Health apps: Are we sharing too much?

Business Daily

BBC

News, Business

4.4796 Ratings

🗓️ 9 March 2023

⏱️ 18 minutes

🧾️ Download transcript

Summary

The digital health market is growing rapidly - in 2021 the sector was valued at 195 billion US dollars.

Companies offer apps and devices to monitor our vital statistics, our activity, our nutrition, our hormones.
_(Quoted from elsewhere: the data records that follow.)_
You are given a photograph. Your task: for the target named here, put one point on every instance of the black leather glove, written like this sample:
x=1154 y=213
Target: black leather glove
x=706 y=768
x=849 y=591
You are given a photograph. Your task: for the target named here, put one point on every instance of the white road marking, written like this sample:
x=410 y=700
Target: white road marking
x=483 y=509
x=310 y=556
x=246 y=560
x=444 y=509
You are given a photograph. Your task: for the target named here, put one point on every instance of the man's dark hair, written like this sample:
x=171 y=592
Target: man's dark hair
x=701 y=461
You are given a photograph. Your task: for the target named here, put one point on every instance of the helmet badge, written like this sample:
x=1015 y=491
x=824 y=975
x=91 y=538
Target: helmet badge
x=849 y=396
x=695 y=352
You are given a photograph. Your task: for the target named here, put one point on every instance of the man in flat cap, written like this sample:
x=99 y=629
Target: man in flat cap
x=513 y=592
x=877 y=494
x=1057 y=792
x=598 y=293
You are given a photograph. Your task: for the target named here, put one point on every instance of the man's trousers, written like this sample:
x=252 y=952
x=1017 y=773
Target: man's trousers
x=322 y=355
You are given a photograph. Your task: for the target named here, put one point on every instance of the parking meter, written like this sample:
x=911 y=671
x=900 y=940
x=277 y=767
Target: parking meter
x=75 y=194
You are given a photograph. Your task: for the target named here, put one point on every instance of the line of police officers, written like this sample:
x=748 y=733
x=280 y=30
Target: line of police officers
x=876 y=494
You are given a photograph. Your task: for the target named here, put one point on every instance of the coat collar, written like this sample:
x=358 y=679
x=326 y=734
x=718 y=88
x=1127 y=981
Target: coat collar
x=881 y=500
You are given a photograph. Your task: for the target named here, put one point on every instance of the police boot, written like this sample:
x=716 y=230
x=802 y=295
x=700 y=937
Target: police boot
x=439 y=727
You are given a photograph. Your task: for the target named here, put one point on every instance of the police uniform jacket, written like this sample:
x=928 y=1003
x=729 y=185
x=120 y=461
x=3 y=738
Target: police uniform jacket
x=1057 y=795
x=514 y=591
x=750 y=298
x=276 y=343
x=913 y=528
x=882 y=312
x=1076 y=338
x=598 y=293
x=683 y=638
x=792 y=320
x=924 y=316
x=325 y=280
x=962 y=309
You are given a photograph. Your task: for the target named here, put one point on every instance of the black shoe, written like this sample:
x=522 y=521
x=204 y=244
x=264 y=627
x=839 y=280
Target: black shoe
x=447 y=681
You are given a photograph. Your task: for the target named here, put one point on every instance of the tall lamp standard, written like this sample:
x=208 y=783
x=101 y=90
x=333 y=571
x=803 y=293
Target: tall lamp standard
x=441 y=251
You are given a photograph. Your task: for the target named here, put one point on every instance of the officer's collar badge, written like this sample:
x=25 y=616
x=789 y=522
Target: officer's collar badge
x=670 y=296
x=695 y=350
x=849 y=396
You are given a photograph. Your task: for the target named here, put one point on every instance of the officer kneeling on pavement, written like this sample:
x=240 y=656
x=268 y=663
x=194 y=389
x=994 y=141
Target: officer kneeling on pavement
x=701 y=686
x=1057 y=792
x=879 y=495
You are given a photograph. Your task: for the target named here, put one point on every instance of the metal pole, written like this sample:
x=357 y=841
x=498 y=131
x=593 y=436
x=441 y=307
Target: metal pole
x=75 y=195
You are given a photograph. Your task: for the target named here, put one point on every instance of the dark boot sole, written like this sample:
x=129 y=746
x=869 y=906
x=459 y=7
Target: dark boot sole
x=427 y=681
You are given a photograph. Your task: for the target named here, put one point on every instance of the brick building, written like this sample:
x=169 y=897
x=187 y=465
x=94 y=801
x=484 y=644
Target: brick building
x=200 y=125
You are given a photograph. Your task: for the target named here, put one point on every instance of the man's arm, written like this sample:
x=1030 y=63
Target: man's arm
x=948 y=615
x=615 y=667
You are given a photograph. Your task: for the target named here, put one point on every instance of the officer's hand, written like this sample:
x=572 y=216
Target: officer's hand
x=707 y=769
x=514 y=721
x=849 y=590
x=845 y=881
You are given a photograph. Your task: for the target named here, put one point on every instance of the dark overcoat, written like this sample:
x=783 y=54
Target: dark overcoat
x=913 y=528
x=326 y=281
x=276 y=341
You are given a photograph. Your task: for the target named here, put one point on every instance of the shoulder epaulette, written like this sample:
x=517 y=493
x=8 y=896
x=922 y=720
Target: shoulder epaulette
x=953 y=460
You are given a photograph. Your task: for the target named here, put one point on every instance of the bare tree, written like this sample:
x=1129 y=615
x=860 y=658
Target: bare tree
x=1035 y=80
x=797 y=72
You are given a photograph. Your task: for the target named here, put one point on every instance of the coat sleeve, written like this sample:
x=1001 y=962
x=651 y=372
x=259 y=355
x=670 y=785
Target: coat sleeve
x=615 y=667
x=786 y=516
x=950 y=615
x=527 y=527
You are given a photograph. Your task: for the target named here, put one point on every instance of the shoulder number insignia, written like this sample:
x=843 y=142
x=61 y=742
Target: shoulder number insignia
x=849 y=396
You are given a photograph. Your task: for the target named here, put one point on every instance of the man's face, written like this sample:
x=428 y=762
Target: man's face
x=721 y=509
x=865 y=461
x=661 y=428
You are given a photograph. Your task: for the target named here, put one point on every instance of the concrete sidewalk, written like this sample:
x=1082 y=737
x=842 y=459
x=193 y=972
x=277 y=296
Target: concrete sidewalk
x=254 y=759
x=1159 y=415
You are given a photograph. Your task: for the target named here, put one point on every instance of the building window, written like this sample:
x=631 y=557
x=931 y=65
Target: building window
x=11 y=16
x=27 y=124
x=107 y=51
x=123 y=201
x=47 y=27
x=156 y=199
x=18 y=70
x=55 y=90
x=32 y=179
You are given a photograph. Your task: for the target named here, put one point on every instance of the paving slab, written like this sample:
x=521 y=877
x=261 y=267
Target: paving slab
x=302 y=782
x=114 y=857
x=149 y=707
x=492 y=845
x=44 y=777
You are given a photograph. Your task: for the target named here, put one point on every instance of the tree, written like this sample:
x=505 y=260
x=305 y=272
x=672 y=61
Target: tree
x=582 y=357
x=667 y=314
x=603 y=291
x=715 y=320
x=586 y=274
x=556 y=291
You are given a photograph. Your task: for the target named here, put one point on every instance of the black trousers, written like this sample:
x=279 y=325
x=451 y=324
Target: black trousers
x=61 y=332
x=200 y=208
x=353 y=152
And those apps collect a lot of data about us.

Presenter Marie Keyworth visits Web Summit, a large tech conference in Lisbon, to find out what is happening to this information.

And asks how consumers can get the most out of health apps whilst feeling comfortable about data privacy...

Plus Marie explores the aftermath of the Roe v Wade ruling which raised concerns that law enforcement officials could subpoena abortion-related data from data companies and women's health apps, to use in a prosecution.

Eirini Rapti, the founder of the menstrual cycle tracking app Inne tells Marie how her company responded to Roe v Wade, and the impact it might have on international growth.

Russell Glass, the CEO of Headspace Health which started as a mindfulness app, says they follow robust privacy and security rules, but a lot of the burden is falling on the consumer too because regulation can't always keep up.

Presenter and producer: Marie Keyworth

(Image: Woman using mobile phone. Credit: Getty Images)

Transcript

Click on a timestamp to play from that location

0:00.0

Hi, Namulantakombo here with some exciting news.

0:04.1

My award-winning podcast, Dear Daughter, is back for a second season.

0:08.9

We're bringing you more moving personal stories and more letters of advice from people all around the world.

0:15.4

For Daughters everywhere.

0:17.7

That's Dear Daughter from the BBC World Service. Find it wherever you get your BBC podcasts.

0:26.6

Hello and welcome to Business Daily. I'm Marie Keyworth and today's episode is all about how health

0:33.3

tech companies are treating your data. The digital health market has grown massively in the last decade.

0:40.3

The whole sector was worth more than $195 billion in 2021.

0:45.3

And now all sorts of companies offer apps and devices to monitor our vital statistics, our activity, and nutrition, our hormones. And health tech lets us consult

0:56.3

with doctors and therapists online. It collects and processes a mountain of data about our bodies

1:02.5

and even our minds. All this means that our health and other related personal information

1:09.2

is no longer just held in the files at the doctor's

1:12.2

surgery or hospital. It's now in the hands of the technology companies too. So while the health

1:18.7

rewards of technology can be great, what are the risks to our data? When monetisation is so closely

1:24.9

linked with data and you're a new company and you're trying

1:27.8

to fundraise, you don't close that door.

1:30.9

And how can you, the consumer, get the most out of health apps while feeling comfortable

1:35.6

about data privacy?

1:36.8

We're at a moment in time where I believe consumers should be careful.

1:41.0

They should make sure that the apps they're downloading are treating data like

1:46.2

they should be treating data. That's all here on Business Daily from the BBC.

1:52.7

Here's the thing about practicing medicine. Or at least, here's what's true for me. I wasn't satisfied just helping the patients in front of me.

...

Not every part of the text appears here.